El panorama en la competencia interna no es sencillo. En el radar paraguayo aparecen delanteros con experiencia y peso propio como Antonio Sanabria, Gabriel Ávalos, Alex Arce, Ronaldo Martínez, Isidro Pitta, Ángel Romero y Adam Bareiro, entre otros. En ese contexto, el flamante ciudadano guaraní sabe que su margen de maniobra es reducido: necesita iniciar el año con fuerza vistiendo la camiseta de Boca para, en primer lugar, entrar en una convocatoria preliminar, y luego convencer a Alfaro en los amistosos previos al Mundial. Si recibe ese llamado, deberá rendir examen a contrarreloj para intentar colarse en la lista de 26 que se oficializará a finales de mayo, un objetivo que, según apuntan algunas voces dirigenciales y periodísticas, hoy se ve más como una apuesta ambiciosa que como un escenario probable.

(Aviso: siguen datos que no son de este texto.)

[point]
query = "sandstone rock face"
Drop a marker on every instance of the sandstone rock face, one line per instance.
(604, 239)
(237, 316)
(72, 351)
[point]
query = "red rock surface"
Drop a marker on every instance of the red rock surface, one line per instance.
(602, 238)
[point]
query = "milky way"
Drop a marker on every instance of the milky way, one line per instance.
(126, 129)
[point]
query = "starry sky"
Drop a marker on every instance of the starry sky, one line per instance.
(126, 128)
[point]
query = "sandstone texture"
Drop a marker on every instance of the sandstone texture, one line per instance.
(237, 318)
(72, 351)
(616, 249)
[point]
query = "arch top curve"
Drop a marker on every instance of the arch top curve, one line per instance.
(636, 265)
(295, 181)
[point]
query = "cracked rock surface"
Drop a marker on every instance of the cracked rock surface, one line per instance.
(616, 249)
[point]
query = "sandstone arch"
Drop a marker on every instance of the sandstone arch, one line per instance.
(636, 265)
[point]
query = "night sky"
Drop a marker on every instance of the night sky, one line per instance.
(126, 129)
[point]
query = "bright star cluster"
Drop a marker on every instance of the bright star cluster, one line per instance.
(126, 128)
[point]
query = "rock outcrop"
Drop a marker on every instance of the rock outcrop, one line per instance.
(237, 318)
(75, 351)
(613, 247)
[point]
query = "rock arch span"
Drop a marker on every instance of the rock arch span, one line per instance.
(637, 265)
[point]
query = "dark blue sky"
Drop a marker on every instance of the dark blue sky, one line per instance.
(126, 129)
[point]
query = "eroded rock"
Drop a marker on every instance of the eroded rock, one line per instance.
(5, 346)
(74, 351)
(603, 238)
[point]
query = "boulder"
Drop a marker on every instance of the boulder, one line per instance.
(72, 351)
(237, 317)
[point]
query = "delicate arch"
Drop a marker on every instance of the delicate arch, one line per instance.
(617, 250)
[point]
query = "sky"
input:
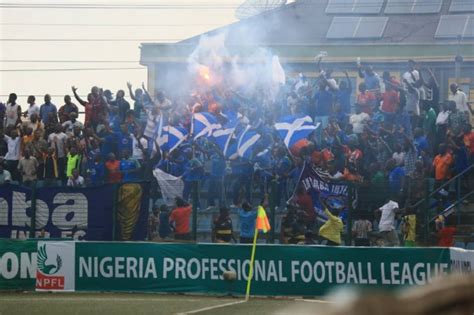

Mientras alimenta su sueño mundialista, el presente de Giménez en Brandsen 805 también está bajo la lupa. El delantero cerró 2025 con protagonismo, muchos minutos y un total de 17 goles en 59 partidos con la camiseta de Boca, aunque con rendimientos irregulares y momentos de alta exposición, como las críticas tras la eliminación ante Racing en las semifinales del Clausura. En el plantel comparte con figuras como Edinson Cavani y Miguel Merentiel, y su nombre aparece en la lista de posibles transferibles si llega una oferta que convenza al club. Entre la lucha diaria por un lugar en el Xeneize y la ilusión a distancia con Paraguay, Milton Giménez se maneja hoy en un delicado equilibrio: necesita demostrar en la Bombonera para ganarse, quizá, el boleto más inesperado de su carrera.